Just ask anyone who's seen Spiderman 3; good ideas seldom survive bad execution.

The developers at Microsoft had some great ideas while designing Vista, but poor implementation turned many of those great concepts into lousy, annoying features. To be fair, Vista inherited most of these well-intentioned flaws from earlier versions of Windows. But it either failed to fix them or didn't even try.

Here are ten of Vista's most irritating flops, along with quick fixes and workarounds. Let's start with one that's absolutely unique to Vista, and almost universally hated by those who use it.


User Account Control
People do some things in Windows--such as install destructive applications or edit the Registry--that deserve a stern "Are you sure you know what you're doing" warning. These situations may even warrant having to prove you're an administrator before you're allowed to continue.

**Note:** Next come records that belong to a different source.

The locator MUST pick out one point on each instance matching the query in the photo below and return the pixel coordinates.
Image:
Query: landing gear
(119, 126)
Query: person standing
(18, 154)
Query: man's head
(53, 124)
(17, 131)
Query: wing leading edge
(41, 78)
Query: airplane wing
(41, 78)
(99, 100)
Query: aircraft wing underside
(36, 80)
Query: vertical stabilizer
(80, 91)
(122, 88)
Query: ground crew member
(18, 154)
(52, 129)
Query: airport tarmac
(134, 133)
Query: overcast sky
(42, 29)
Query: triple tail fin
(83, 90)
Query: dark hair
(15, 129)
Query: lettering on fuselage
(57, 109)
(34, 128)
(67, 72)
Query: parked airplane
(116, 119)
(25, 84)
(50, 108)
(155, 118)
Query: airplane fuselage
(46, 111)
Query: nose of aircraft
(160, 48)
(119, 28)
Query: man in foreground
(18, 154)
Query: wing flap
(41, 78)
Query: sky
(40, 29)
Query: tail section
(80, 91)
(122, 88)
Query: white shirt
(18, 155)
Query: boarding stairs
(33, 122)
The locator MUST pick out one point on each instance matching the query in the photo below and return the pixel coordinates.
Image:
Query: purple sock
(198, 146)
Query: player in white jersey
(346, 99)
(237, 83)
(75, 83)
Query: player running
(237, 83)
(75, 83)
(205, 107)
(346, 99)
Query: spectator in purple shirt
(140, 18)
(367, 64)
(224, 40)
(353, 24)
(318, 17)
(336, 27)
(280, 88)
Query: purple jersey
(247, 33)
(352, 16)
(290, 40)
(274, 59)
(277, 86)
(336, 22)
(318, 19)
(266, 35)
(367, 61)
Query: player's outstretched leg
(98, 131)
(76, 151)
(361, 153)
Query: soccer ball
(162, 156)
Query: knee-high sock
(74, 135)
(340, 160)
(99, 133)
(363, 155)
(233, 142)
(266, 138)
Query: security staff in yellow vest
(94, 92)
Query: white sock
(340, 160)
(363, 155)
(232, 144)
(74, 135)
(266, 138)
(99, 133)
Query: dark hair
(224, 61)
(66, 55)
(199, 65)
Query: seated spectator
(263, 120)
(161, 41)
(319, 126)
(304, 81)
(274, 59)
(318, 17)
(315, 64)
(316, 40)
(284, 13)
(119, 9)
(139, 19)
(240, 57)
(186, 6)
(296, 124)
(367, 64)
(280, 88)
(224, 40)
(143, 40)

But Vista's User Account Control (UAC) fails to give enough feedback to users; there's often no way to know why a given act is considered dangerous. Even worse, Vista's designer's went overboard, forcing people to click through a UAC prompt to set the clock or manually start a backup. The result: People get annoyed and learn to ignore the UAC, effectively removing any protection it might provide.

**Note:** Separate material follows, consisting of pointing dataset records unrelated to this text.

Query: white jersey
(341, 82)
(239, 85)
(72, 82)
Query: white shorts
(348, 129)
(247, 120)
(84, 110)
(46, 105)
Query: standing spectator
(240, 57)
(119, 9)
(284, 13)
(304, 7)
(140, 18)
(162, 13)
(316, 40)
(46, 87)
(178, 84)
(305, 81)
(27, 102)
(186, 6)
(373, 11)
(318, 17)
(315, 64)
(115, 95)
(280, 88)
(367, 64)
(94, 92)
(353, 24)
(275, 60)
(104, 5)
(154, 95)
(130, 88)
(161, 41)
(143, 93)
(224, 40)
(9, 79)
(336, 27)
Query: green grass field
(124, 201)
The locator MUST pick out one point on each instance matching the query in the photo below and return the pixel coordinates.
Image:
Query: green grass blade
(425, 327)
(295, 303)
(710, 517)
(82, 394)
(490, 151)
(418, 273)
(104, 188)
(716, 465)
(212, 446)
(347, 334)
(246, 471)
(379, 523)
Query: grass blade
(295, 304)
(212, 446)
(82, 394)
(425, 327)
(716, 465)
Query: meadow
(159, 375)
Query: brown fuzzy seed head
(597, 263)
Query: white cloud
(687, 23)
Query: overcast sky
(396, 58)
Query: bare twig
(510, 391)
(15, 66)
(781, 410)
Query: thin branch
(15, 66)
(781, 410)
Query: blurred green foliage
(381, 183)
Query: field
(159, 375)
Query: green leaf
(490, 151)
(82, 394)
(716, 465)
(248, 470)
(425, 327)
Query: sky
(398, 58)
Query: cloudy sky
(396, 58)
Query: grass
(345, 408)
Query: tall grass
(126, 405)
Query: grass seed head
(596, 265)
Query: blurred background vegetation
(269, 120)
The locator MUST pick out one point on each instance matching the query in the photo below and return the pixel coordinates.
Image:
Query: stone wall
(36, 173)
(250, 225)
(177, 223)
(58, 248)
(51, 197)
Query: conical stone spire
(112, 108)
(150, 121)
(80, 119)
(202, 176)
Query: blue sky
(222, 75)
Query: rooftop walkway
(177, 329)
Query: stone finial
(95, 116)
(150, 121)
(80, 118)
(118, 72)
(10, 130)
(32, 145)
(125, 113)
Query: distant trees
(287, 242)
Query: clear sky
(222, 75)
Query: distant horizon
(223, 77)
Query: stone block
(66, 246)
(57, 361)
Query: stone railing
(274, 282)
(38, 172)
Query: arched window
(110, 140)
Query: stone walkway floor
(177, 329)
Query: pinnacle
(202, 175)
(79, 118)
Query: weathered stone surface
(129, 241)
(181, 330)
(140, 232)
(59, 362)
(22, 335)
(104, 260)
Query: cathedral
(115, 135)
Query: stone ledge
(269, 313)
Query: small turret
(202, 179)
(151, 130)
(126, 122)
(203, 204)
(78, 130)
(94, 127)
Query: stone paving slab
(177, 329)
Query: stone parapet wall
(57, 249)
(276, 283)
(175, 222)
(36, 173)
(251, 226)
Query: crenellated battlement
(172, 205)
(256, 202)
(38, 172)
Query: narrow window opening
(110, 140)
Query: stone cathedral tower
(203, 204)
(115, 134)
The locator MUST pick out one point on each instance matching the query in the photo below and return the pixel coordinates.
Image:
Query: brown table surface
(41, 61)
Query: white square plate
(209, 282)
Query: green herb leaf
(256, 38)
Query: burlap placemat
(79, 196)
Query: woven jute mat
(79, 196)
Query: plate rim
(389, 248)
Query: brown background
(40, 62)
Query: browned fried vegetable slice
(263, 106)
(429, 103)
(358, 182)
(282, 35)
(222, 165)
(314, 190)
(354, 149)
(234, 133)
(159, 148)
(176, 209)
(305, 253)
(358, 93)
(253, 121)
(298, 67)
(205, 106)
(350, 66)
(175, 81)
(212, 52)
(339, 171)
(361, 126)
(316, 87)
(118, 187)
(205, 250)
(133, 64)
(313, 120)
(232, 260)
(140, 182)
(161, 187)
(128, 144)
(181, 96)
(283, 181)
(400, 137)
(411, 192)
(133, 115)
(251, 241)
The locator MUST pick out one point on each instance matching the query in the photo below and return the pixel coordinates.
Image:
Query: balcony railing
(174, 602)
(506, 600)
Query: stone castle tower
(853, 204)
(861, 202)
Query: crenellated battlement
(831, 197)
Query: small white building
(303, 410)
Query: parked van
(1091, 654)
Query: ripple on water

Here are three imperfect ways to stop UAC annoyances. One minor problem they all share: Every so often when you boot, Vista will warn you that the UAC is off. You can just ignore the warnings, in much the same way you've already learned to ignore the UAC itself.

1. Just turn it off. This easy fix works well in an administrator account, but it renders standard accounts almost unusable. Select Start, Control Panel, User Accounts, and click Turn User Account Control on or off. Select Continue at the UAC prompt, and on the next screen, uncheck Use User Account Control (UAC) to help protect your computer. Click OK and reboot.


2. Use TweakUAC. This free program can turn UAC off for Administrator accounts while leaving it on for everyone else, which is a relatively safe and convenient compromise. Just run the program, select Switch UAC to the quiet mode, and click OK.

If you don't mind taking matters into your own hands, you can tweak a variety of settings using the Security Policies editor.

3. Fine-tune your system's UAC settings. This only works in Vista Business or Ultimate. Select Start, type secpol.msc, and press Enter. Navigate the left pane as if it was Windows Explorer to the Security Settings\Local Policy\Security Options folder. In the right pane, scroll down to the bottom for nine options controlling how UAC behaves.